ITSを疑う

ITS(高度道路交通システム)やカーマルチメディア、スマホ、中国関連を中心に書き綴っています。

中国における日本製品の現状

2014年09月18日 | 上海生活
本日は満州事変のきっかけとなった柳条溝事件の日。2年前は反日デモが盛んに行われ,我々も自宅待機等大変であったが,今年はあまり話題になっていない。反日影響はかなり薄らいでいる。

以下はNNAが実施した在中国日系企業への最新アンケート結果だが,ここからもその状況は見て取れる。
高まる日系の中国投資意欲

ポイントとなる数字は
・対象企業の49.7%が「(反日デモについて)当初は影響があったが、現在は無くなった」と回答。
・計87.1%の企業が事業環境はデモ発生前の水準に戻ったと認識
・しかし2年経った今でも依然として1割以上の企業で影響が残っている

役所等の日本製品に対する入札禁止等,直接的な障害は今は殆どなくなっている。
しかし,53.3%の企業が「日本製品ボイコット、買い控えによる売り上げ減」は未だある,としている。これはデモ直後の79.8%から減少傾向にあるが、「中国消費者の一部では日本製品に対する敬遠ムードが定着化している」という見方をこの分析はしている。

しかし,日本製品に対する敬遠ムードは本当に反日感情によるものなのだろうか?
反日感情は感じられない,とする前半部分と矛盾しているように思える。

前にも書いたが,中国ではSONYのBRAVIAは低価格ゾーンで販売されている。テレビだけではない。スマートフォンもエクスペリアのローエンドモデルは中国ローカルメーカーと同じ価格帯で販売されいてる。
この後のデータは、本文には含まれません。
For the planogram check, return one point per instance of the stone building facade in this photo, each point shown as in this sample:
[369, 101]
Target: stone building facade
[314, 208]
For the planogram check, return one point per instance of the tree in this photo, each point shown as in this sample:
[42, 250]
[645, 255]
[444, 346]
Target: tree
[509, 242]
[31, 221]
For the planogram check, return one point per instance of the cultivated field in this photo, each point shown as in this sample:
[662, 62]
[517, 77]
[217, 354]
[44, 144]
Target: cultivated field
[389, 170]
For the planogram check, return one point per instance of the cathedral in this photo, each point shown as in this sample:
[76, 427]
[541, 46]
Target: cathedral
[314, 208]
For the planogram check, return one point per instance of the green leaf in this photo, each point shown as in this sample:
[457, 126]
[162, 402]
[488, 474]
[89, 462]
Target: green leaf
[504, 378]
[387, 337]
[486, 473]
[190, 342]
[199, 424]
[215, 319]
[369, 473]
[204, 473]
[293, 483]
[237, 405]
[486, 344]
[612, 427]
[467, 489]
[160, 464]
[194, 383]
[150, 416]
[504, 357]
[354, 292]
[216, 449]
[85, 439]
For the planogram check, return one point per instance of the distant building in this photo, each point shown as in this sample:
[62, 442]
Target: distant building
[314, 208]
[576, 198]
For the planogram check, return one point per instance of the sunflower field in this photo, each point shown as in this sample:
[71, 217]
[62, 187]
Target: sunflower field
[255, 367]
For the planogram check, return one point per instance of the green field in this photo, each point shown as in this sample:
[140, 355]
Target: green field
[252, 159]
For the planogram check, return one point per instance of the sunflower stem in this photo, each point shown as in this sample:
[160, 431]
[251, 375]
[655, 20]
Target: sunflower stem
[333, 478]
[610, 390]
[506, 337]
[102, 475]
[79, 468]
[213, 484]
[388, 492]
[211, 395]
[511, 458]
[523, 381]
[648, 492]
もはや,「日本ブランドでござい」だけでは付加価値商売が出来ない,と見た方がいい。
それは反日影響ではなく,日本製品は「故障の少ない高性能な日常品」のスタンスでありプレミアム商品やクールな商品ではなくなっている,ということなのだ。
だから,中国製でも小米等,品質,デザインで問題ない商品が出てきたら日本製品は非常に苦戦する。
実はこの影響は韓国製品の方が深刻だろう。サムソン,LGが今後中国のローカルブランドと戦っていくのはかなり難しい。

それでも,上記アンケートからは日系企業の依然として旺盛な対中国投資意欲が見て取れる。
・41.1%は「拡大・新規投資を考えている」

チャイナ・リスクで外国企業はどんどん中国から撤退している,という報道が最近よく見られるが,実際はそれほどでもない。その理由は,「世界最大の消費マーケットである」ということに尽きる。この市場からきっちり利益を得る企業がグローバルを制することになる。

そういう意味では,自動車も例外ではない。VWやBMWは中国から莫大な利益を得て,それを元手に世界的に拡大を続けている。
この状況が続けば,欧米企業に対する日本製品のグローバル市場でのパワーは益々弱くなる。

ブランドの再構築は難しい。今や,性能や品質だけではブランドは築けない。
しかしAppleのような総合戦略を日本ブランドが構築していくのはたやすいことではない。
唯一できるかもしれないと思ってたSONYがこの状況であれば,もはや絶望的かもしれない。

ブランド力による付加価値ビジネスは欧米にやられ,ローエンドは中国製にやられ,日本製品のポジションは希薄になっていく。「品質と性能の良い製品」を作っているだけではそれは打破できない,ということを真剣に考えなければいけない。